4. Keep only the cards you use
By limiting the number of credit cards you have, you also limit the amount of debt you can accrue.
It’s far better to have one card with reward points that you take advantage of, then ten cards with reward points you rarely use. My favorite rewards card for travel right now is the Barclaycard Arrival where you can get 40,000 bonus points for singing up worth $400 in travel.
Many different things make up your credit score, but having too many cards can actually hurt your credit score.
Side Note: If you don’t know what your credit score is you really should click here to get a free copy of your credit report.
5. Avoid late payments! (Seriously!)
Even if you have to carry a balance, avoid making a late payment at all cost.
Even a single late payment can lower your credit score significantly, and justify raising your monthly- interest rate going forwards. This can cost you thousands of extra dollars and bully you for a long time.
So make your payments on time!
6. Take extra time with large purchases
Do you really need it? If you’re thinking about a big-ticket purchase on your credit card ask yourself (1) do I really need it? (2) can I pay this off when the bill is due?
If you cannot pay it off, consider setting up an automated savings plan and save up for the item over time instead of caving to the instant gratification.

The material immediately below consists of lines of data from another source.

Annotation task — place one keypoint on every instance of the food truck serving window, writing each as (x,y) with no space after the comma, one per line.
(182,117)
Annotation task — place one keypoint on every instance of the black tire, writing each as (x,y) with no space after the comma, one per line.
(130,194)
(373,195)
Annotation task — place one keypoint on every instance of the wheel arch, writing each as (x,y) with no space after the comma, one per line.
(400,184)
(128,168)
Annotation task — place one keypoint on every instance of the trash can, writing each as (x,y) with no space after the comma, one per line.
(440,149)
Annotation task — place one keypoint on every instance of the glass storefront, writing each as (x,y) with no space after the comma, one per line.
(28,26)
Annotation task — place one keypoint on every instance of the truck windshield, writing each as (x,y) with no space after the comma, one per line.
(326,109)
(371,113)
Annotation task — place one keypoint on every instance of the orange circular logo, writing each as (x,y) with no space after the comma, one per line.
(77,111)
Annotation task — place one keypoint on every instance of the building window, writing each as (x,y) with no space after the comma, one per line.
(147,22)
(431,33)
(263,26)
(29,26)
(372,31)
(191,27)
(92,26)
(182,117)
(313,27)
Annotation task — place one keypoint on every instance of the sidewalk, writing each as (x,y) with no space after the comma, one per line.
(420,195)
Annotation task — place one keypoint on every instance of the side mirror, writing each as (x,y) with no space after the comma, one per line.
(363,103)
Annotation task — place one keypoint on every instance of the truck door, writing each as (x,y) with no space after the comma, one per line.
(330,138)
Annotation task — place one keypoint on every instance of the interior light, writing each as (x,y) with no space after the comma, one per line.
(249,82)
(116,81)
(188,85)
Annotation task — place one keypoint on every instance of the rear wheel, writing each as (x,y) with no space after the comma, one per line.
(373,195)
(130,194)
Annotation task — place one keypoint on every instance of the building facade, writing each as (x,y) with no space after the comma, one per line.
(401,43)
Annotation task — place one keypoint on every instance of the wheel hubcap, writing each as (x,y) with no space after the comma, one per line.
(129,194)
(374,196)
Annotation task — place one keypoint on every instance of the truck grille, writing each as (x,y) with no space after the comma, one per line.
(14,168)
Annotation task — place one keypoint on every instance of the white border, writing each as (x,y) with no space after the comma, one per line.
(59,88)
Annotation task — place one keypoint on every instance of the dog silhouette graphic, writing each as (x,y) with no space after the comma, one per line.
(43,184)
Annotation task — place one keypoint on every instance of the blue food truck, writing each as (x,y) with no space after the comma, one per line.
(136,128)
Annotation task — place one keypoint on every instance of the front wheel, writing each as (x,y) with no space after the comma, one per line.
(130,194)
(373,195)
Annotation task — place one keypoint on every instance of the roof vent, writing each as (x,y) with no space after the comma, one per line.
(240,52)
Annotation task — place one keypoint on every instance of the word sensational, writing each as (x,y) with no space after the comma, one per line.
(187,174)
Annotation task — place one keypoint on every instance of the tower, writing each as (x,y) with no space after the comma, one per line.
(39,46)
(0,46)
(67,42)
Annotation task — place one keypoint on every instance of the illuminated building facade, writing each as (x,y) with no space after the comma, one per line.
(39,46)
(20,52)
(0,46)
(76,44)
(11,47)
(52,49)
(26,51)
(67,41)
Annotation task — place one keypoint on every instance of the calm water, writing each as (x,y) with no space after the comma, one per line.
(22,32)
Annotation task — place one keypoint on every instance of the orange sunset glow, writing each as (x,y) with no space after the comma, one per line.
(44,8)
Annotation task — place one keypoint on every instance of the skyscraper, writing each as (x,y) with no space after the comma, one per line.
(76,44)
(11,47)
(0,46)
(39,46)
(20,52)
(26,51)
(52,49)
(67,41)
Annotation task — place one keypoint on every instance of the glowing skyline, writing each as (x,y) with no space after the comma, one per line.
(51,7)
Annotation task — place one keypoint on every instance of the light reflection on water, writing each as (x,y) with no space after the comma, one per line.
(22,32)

If you’re in a pinch, or it is just an offer too good to turn down (and is time sensitive) consider signing up for a 0% interest credit card introductory offer.
7. Balance what you want versus what you need
If you’re an impulse spender, learn the triggers and then try to avoid them.
My biggest suggestion to impulse spenders to not carry their credit cards around.
Carry a single card with a lower balance around, for emergencies, but give yourself that extra time to think it over first. Your bank account and credit score will thank you!
8. Watch for fraud
Review your monthly statements and learn the learn how to protect yourself form credit card fraud. Save your receipts and compare them to your statement.
It’s a bit of extra work, but you would be surprised how often retail can make errors.
9. Avoid cash advances
The cash is tempting, but the interest snowballs. Avoid them at all costs.